The documentary illustrates several systemic problems in AI and facial recognition technology:

  1. The most punitive applications of surveillance are tested on marginalized communities first before being applied to society at large.
  2. The algorithms that control the technology have the bias of their creators, most of whom are white men, which results in the historical inequities of race and gender being programmed into them.
  3. The corporations and governments that primarily own the technology use it in ways that are at odds with the public good.
As Buolamwini puts it in the film, “Algorithmic justice—making sure there’s oversight in the age of automation—is one of the largest civil rights concerns we have.”
Coded Bias director Kantayya Shalini.
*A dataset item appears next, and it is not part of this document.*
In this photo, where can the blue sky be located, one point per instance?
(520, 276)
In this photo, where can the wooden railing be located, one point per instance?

Courtesy of HotDocs.

“Algorithms are really defining who gets hired, who gets healthcare, and who gets undue police scrutiny,” said Coded Bias director Shalini Kantayya. “And what I learned through Joy was that we are outsourcing our decision-making to these machines, these same systems that have not been vetted for racial bias or for gender bias. And this causes unintended harm.”

“The point of the film is not only to question the bias embedded in the AI technologies, but it is also to question the technologies themselves,” said Ms. Kantayya. “I think we need more people in the room, and we need more humanity to govern these systems. But we also need to look at whether a technological solution is always the best one. Sometimes the best solution is a human one.”

 

The documentary draws a vivid comparison between China and the United States regarding the use of facial recognition. In China, according to Meredith Broussard, author of Artificial Unintelligence, the surveillance is used to bolster totalitarian control by the Chinese Communist Party over its population. In contrast, the major tech corporations in the United States use it for commercial purposes by exploiting people’s personal information for greater profits.

 

Although the Chinese version of surveillance seems more ubiquitous and repressive, the model in the United States empowers private companies to use personal data to determine which individuals have access to which services. This results in individuals with certain profiles being blocked from obtaining services based on predictive modeling.
CATHY O´NEIL

Cathy O’Neil, a former Wall Street Investment Analyst turned whistleblower who authored the book Weapons of Math Destruction, calls for an ‘FDA for algorithms’ to provide oversight and accountability in the deployment of AI.

 

However, the picture the documentary paints of AI’s nefarious applications is not all doom and gloom. It concludes on a hopeful note, documenting Ms. Buolamwini’s fight for algorithmic justice as she takes it to the national stage, publishing a widely-cited paper exposing the biases in Amazon’s facial recognition software. Joy testifies before Congress on the subject, leading to several cities banning facial recognition technology and federal legislation being introduced to curb the technology’s use; even Amazon puts a temporary ban on the commercial deployment of its technology, which remains in place today.

 

Coded Bias documents a nascent technological system where ubiquitous data collection, largely hidden from public view, is shaping our daily lives, especially the opportunities that are available to us. It also documents the whistleblowers who are fighting to ensure that the system is fair and ethical; that it does not reproduce the injustices that have plagued society for so long. As Ms. Kantayya put it: “I think I make films because they remind me that everyday people can change the world.” And at the end of the day, this is a film about everyday people fighting for justice.
Coded Bias premiers Monday, March 22, 2021, at 10 pm ET on PBS and the PBS Video App.